A strange sort of optimism

And there shall be a time of trouble, such as never was since there was a nation, even to that time. And at that time your people shall be delivered, every one who is found written in the book” (Daniel 12:1 NKJV).

When one thinks of all of the wars, famines, atrocities, and other crimes perpetrated by humans upon each other over the centuries of history, it is almost an impossible task to determine which particular event was the most horrible.

On two different, but similar, occasions a prophecy is made in the Bible about trouble greater than ever experienced, before or since. One of these is in the book of Daniel, referring to a particular invasion of Judah almost 200 years before the birth of Christ. The other was spoken by Jesus himself, and is believed by many to refer to the Jewish rebellion against Rome which would occur in 70 A.D., when the city of Jerusalem was once again destroyed (Matthew 24:21).

The interesting thing about each of those prophecies is that God’s people are assured of his protection and of their ultimate deliverance. No, he does not promise that none of them will suffer or die, but rather promises that no matter what happens, he will deliver.

I have found myself becoming more cynical with each passing year, at least as far as conditions of life on this earth are concerned.

  • It seems that every day tells of new tragedies, and all signs point to worsening conditions with regard to violence, poverty, disease, and almost every other category.
  • From global warming to the destruction of the rain forests, our environment is degraded.
  • New wars and conflicts break out continually.
  • Terrorism seems to increase dramatically with each season.

From a purely physical standpoint, things just don’t look very good.
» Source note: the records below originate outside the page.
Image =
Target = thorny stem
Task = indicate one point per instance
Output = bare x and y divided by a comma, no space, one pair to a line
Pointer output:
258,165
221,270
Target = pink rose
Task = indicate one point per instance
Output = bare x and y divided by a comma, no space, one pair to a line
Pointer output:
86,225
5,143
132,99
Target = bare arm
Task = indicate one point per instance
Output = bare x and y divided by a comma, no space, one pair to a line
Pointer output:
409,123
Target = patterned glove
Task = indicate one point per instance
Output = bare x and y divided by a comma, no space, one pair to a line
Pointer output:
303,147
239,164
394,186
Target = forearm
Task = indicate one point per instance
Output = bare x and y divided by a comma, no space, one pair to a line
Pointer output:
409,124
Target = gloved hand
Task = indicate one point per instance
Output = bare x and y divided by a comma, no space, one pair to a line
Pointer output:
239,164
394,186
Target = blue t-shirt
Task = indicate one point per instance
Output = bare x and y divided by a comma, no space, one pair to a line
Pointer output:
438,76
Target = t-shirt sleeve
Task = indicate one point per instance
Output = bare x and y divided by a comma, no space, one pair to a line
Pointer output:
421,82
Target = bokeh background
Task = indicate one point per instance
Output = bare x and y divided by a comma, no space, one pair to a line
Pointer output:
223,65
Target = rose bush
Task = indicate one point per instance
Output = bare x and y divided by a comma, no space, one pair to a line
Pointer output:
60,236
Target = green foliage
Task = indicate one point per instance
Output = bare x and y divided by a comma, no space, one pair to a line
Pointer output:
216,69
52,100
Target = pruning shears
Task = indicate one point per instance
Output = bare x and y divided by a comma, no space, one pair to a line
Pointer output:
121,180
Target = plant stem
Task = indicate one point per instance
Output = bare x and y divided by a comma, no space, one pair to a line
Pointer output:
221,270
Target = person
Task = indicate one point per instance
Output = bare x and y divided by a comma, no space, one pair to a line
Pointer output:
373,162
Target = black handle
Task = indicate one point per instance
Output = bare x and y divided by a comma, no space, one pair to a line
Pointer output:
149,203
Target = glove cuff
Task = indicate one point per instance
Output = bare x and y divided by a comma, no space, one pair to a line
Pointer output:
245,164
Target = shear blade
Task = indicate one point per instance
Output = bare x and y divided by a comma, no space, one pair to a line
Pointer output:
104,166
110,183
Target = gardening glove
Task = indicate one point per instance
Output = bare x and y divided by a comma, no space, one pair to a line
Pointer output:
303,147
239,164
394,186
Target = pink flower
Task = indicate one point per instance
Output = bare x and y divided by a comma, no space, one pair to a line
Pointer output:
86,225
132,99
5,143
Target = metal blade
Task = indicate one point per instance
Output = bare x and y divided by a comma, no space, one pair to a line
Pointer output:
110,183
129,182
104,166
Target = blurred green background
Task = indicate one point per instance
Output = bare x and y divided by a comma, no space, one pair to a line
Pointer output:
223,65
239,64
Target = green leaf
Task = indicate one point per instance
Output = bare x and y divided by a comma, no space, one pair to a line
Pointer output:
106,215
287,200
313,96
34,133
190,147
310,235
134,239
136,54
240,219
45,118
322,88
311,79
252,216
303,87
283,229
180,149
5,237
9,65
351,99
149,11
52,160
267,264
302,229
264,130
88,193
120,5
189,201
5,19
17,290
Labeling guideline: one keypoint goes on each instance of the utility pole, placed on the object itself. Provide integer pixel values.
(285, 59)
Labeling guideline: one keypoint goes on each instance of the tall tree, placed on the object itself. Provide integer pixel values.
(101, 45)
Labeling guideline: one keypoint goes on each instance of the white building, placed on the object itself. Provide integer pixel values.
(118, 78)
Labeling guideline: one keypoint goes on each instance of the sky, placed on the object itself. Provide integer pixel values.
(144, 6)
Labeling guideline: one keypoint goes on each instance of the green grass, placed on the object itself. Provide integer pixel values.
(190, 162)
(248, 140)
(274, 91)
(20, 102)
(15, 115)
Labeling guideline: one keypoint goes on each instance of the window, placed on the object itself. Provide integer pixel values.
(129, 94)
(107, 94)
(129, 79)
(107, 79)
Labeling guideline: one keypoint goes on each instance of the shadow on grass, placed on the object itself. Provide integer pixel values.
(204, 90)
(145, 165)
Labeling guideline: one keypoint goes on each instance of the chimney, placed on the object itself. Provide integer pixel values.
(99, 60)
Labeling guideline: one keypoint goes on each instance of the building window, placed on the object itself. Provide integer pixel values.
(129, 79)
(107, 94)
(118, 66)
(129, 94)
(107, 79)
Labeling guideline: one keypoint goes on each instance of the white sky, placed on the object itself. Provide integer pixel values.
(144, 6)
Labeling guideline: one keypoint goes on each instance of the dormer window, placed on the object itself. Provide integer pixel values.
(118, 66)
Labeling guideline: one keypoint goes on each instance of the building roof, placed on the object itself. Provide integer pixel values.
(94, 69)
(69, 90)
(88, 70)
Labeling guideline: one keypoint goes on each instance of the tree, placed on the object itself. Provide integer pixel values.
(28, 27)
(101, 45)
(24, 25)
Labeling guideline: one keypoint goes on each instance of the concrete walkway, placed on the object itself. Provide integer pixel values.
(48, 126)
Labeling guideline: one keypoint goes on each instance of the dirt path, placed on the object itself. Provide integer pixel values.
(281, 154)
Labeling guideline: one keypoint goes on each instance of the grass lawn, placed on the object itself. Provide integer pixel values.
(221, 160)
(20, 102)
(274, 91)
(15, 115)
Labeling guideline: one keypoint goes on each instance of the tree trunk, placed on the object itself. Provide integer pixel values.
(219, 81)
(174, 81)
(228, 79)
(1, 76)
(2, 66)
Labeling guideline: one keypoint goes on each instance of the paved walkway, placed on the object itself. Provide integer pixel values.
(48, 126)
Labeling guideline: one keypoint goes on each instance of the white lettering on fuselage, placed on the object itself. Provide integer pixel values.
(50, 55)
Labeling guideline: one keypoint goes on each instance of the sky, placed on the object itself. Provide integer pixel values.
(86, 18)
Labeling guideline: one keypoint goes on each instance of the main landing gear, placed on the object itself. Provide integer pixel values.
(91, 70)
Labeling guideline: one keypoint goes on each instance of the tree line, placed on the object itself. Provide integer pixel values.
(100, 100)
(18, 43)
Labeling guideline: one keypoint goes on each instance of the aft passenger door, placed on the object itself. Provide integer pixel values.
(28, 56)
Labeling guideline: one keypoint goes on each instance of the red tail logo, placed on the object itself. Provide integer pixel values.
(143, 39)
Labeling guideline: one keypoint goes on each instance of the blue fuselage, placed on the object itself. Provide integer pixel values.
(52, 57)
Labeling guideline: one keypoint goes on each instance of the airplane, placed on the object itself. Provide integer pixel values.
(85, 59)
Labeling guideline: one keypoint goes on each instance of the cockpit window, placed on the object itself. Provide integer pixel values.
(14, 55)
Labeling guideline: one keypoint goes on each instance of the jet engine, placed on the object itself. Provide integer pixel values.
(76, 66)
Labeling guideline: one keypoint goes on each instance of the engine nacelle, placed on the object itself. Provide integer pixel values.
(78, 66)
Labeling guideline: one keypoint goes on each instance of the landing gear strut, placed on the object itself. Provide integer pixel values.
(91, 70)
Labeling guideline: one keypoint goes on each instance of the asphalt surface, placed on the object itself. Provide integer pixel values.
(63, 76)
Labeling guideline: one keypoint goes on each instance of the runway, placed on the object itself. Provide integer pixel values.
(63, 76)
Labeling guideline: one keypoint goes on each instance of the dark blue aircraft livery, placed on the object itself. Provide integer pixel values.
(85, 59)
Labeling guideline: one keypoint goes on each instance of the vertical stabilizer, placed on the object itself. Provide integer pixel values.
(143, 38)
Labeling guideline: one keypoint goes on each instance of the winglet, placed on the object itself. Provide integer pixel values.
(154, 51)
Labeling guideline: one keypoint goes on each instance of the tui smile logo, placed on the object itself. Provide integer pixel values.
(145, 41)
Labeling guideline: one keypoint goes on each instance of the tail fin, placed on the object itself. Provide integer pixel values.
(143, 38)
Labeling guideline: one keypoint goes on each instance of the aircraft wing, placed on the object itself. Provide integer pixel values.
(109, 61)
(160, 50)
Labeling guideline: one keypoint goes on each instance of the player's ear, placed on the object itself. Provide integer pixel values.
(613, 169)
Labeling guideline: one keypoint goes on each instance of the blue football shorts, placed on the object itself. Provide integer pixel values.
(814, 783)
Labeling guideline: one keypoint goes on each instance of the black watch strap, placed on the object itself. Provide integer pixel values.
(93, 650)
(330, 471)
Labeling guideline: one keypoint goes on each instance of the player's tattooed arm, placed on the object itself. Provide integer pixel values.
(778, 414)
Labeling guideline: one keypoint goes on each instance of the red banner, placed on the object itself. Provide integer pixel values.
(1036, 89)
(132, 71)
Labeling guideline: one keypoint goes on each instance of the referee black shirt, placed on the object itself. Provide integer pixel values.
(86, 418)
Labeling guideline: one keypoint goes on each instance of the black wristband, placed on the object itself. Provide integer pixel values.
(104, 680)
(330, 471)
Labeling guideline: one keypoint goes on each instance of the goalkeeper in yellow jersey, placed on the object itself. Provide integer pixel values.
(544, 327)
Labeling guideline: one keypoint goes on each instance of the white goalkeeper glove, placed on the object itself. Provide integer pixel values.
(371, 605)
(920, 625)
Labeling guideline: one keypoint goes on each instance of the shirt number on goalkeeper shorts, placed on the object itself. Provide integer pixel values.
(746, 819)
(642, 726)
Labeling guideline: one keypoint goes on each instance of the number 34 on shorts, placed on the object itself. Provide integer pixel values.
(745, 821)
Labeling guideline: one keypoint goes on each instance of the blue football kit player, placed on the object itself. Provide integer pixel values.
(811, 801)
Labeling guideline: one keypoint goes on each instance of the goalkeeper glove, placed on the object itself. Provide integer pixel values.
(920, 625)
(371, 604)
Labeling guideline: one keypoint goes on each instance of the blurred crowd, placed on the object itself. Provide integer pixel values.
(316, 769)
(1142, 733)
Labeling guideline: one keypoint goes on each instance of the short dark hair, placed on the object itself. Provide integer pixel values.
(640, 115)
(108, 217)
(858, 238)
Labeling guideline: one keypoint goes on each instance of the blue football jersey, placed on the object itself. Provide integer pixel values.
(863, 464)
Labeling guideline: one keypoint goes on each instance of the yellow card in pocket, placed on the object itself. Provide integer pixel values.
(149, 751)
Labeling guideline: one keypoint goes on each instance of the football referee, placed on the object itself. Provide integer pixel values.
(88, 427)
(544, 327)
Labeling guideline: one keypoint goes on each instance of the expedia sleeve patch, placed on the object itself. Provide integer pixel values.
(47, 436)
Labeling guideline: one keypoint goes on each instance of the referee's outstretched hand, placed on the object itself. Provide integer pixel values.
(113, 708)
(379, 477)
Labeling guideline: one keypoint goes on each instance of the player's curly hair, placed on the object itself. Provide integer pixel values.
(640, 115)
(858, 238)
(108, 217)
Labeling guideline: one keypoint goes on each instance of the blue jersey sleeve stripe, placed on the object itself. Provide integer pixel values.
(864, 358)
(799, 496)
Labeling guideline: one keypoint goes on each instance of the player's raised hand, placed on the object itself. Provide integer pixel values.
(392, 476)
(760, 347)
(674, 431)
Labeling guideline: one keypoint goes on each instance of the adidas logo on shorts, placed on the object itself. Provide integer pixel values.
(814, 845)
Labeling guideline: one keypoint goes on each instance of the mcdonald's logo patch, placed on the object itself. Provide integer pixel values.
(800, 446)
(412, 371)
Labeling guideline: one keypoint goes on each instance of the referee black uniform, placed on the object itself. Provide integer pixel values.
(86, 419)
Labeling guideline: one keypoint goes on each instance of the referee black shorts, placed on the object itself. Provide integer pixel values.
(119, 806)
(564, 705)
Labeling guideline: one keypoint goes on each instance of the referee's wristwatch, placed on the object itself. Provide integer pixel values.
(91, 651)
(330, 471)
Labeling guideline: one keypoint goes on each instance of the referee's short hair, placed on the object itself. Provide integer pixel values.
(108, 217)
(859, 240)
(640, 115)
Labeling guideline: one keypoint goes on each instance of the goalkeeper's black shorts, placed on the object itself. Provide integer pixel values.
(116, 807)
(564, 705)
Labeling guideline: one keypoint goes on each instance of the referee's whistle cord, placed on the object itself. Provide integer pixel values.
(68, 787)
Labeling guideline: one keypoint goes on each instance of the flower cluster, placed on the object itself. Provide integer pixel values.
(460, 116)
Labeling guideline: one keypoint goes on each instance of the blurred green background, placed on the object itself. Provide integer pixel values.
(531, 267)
But precisely at that point and in those circumstances, our God speaks to us to say, “You are my people and I am here to help.” We will not always know how he will help us or what he will do, but that is his promise.

If God is for us, who can be against us? He who did not spare his own Son, but delivered him up for us all, how shall he not with him also freely give us all things? Who shall bring a charge against God’s elect? It is God who justifies, who is he who condemns? . . . Who shall separate us from the love of Christ” (Romans 8:31-35).

As I travel in various parts of the world, it seems that trouble is everywhere. No country or race is immune from the many problems of violence, crime, disease, and natural disasters. We sometimes talk about being “in the right place at the wrong time,” essentially blaming fate for our problems. The truth is, every place is prone to trouble, and every time may be a bad time.

In the face of all of this Jesus speaks clearly:

But seek first the kingdom of God and his righteousness, and all these things shall be added to you. Therefore do not worry about tomorrow, for tomorrow will worry about its own things. Sufficient for the day is its own trouble.” (Matthew 6:33-34).